Debit-Card Security Plan Worries Gas Pump Owners
New debit card security requirements will prove costly to merchants; some will be forced to stop accepting debit cards.
LITTLE ROCK, AR – To comply with Visa’s debit-card standard that affects gasoline equipment, retailers face costly hardware upgrades at their pumps, including new PIN processors, the Arkansas Democrat-Gazette reports.
The new standard, which for Visa transactions takes effect July 1, 2010, will add roughly $3,000 per pump, said Nick Siddique, an Arkansas Shell marketer. For his 32 pumps, the $96,000 upgrade cost is prohibitive, so for now, he said that he’ll likely have to stop accepting debit cards.
"For the big [retailers] it's not a problem," Siddique said. "But for a small guy like us it is."
For retailers like Siddique, eliminating debit cards will mean that some customers will be forced to go inside their stores to pay, an inconvenience that will likely meet with resistance.
"It would of course be tremendously inconvenient for many consumers who routinely pay for gas with debit [cards]," said Judy Dugan, research director and energy expert at Consumer Watchdog. "It's an issue that ought to be solvable because you don't want consumers having to put more debt onto credit cards."
As a result, Dugan said that she thinks that the card companies or oil brands should assist retailers with their upgrades.
"It's unfair for the people at the bottom of the chain the way it's structured now, which is the consumer and the small-station owner," Dugan said.
Upgrade costs will be a reflection on equipment age, said Ann Hines, executive vice president of the Arkansas Oil Marketers Association.
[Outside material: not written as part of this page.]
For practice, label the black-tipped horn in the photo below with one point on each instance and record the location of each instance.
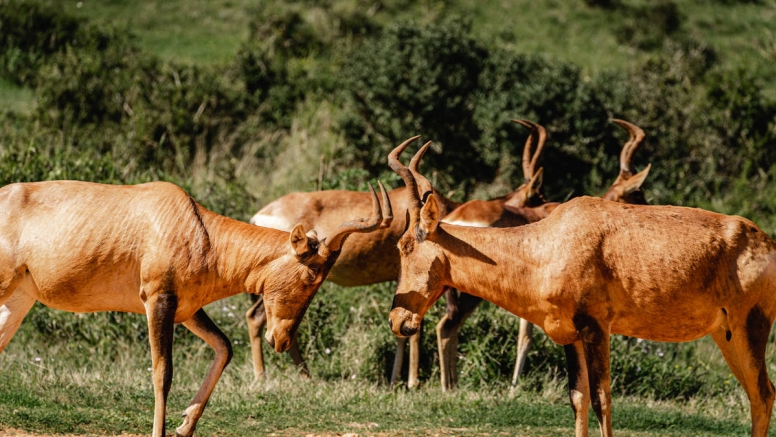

While she appreciates the security need for the upgrade, she sympathizes with her members who in many cases are unable to bear the financial burden.
"I think the credit-card companies who are making so much money should be able to help retailers with this process," Hines said.
Compounding the concern for retailers is the complexity of the PCI standards, whose implementation dates and rules lack consistency among card brands.
"It is extremely frustrating," said Jeff Lenard, vice president of communications for NACS. "The rules are complex, and the clock is ticking."
Gray Taylor, payment consultant for the National Association of Convenience stores, said that the council's emphasis on access (not letting a hacker access information), rather than encryption, is misdirected.
"We can comply with everything [card companies] tell us to do, and it's going to raise the prices [consumers] pay at retail, and they're not going to be more secure," Taylor said.
For most, the entire pursuit of PCI compliance has left the industry nothing less than frustrated.
"Every once in a while I hit something where I guess my mind refuses to accept it," Hines said. "It is complex, and I think I hit a stumbling block over the amount of money it is costing."